Endotoxemia remains the leading cause of death in horses, being intimately involved in the pathogenesis of
gastrointestinal disorders that cause
colic and neonatal foal
septicemia.
Endotoxins, normally present within the bowel, gain access to the blood across damaged intestinal mucosa, or
endotoxemia occurs when gram negative organisms proliferate in tissues.

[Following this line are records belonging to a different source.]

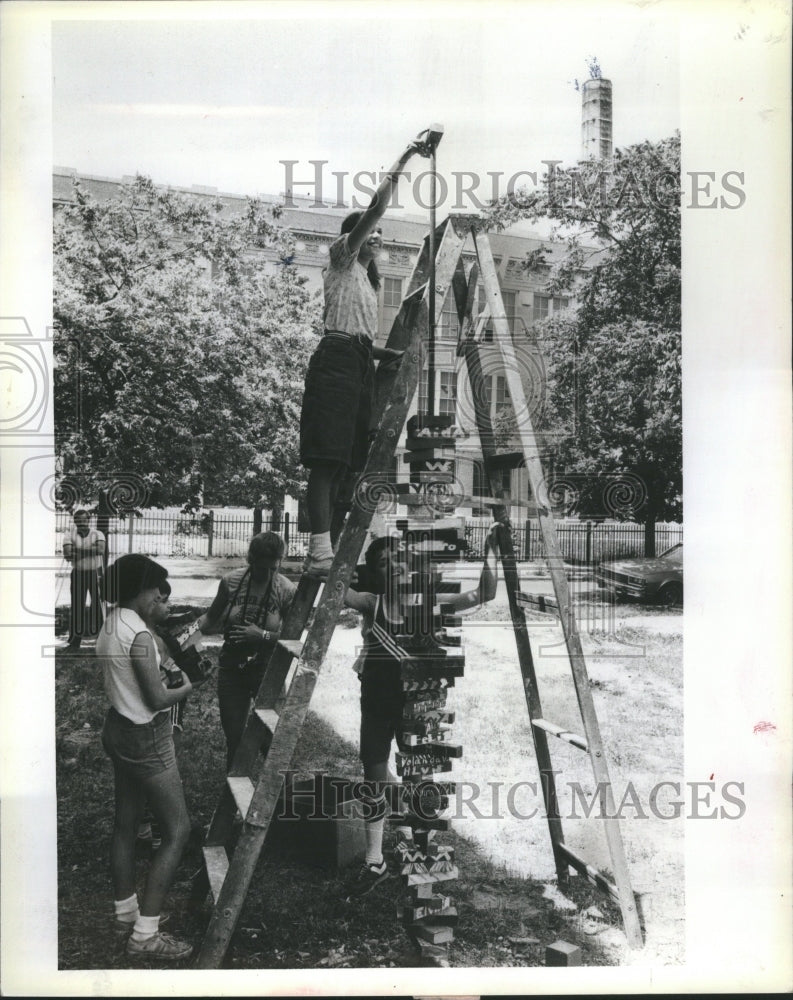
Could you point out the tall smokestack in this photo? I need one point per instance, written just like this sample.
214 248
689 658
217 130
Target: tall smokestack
596 119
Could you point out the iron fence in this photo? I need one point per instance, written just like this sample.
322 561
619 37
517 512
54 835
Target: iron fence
226 534
583 542
216 533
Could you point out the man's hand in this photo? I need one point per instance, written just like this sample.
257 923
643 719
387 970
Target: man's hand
389 359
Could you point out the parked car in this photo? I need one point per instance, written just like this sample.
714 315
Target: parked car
657 580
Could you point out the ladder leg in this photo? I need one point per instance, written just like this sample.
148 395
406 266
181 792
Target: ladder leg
531 457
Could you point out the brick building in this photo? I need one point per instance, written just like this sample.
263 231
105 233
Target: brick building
525 302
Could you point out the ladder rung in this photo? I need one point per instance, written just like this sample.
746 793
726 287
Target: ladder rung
292 646
562 734
242 790
596 877
217 864
269 717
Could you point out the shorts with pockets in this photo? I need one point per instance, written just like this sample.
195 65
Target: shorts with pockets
142 750
337 403
382 701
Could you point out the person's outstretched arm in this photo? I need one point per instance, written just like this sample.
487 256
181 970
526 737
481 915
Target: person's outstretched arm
382 196
486 590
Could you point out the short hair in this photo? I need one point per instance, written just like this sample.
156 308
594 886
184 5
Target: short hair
367 579
266 543
130 575
373 553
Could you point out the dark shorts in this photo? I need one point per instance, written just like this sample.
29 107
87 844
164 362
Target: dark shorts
337 403
142 750
382 700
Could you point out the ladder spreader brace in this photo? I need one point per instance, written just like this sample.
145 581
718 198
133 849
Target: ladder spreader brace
281 704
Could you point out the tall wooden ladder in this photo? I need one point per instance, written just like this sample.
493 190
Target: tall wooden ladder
529 455
276 718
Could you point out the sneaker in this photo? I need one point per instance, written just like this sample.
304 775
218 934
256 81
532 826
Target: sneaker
160 945
319 568
125 926
367 878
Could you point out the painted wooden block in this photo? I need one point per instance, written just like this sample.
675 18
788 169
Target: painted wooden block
415 708
562 953
429 722
433 933
431 878
414 819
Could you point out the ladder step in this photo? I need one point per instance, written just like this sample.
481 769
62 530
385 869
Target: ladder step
269 717
242 790
563 734
217 865
538 602
292 646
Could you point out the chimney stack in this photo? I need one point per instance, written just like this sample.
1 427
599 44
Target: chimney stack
596 119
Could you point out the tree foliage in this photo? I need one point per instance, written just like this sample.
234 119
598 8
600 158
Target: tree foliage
614 378
163 373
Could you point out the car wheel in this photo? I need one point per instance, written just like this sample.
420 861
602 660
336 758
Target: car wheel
671 595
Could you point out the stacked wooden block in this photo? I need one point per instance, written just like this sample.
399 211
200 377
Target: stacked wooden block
435 660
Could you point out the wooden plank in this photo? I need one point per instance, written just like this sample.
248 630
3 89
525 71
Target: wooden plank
432 878
217 864
292 646
595 877
433 933
538 602
242 789
560 733
269 718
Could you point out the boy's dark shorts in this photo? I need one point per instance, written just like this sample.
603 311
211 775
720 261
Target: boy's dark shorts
382 700
337 403
142 750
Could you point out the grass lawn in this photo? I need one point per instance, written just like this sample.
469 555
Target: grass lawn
510 907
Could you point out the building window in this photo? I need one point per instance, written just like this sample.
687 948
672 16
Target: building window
510 308
479 489
448 324
392 292
447 398
545 305
445 392
502 393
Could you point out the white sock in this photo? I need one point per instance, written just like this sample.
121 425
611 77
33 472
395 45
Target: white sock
320 547
145 927
374 842
127 909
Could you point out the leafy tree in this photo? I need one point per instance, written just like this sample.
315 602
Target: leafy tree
614 379
169 376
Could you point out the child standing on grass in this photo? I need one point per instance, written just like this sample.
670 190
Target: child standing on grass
382 698
337 400
138 738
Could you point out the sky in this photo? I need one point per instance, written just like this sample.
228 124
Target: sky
221 102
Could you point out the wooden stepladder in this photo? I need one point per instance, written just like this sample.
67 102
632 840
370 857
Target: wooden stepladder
282 702
529 455
275 721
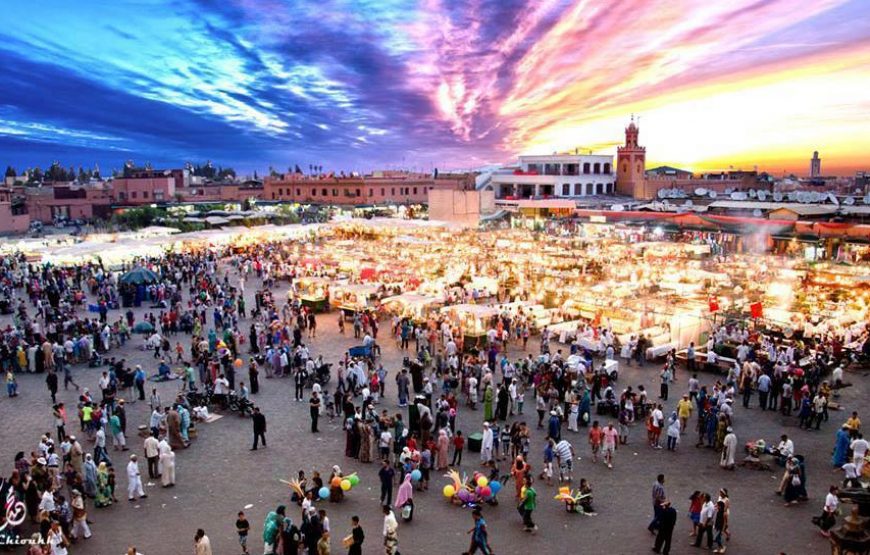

Endotoxins are removed from the circulation by the mononuclear phagocyte system, and the response of mononuclear phagocytes to these
lipopolysaccharides (LPS) play an important role in determining the severity of clinical disease. Macrophages become highly activated for enhanced secretory, phagocytic and cidal functions by LPS. Macrophage-derived
cytokines are responsible for many of the pathophysiologic consequences of
endotoxemia. The
arachidonic acid metabolites,
prostacyclin and
thromboxane A2 likely mediate early hemodynamic dysfunction and the
leukotrienes may potentiate tissue
ischemia during
endotoxemia.
Interleukin 1 (IL-1) induces
fever and is responsible for the inflammatory cascade, which constitutes the
acute phase response.
Tumor necrosis factor (TNF), an important proximal mediator of the effects of LPS, acts to initiate events and formation of other molecules that affect
shock and tissue injury. Systemic administration of TNF produces most of the physiologic derangements that are associated with
endotoxemia and
antibodies that are directed against TNF significantly reduce LPS-induced mortality in experimental animals. In response to
endotoxins, mononuclear phagocytes express
thromboplastin-like procoagulant activity (PCA), which initiates microvascular
thrombosis. Both
IL-1 and TNF induce PCA expression, creating a positive feedback loop for LPS-induced coagulopathy. A macrophage-derived
platelet activating factor contributes to coagulation dysfunction and further stimulates
arachidonic acid metabolism. The ultimate consequences of
endotoxemia are multiple system organ failure and death. The numerous feedback loops and intertwining cascades of mediators during
endotoxemia defy simplistic methods of treatment. The optimal
therapy likely involves methods to alter the generation of inflammatory mediators by mononuclear phagocytes.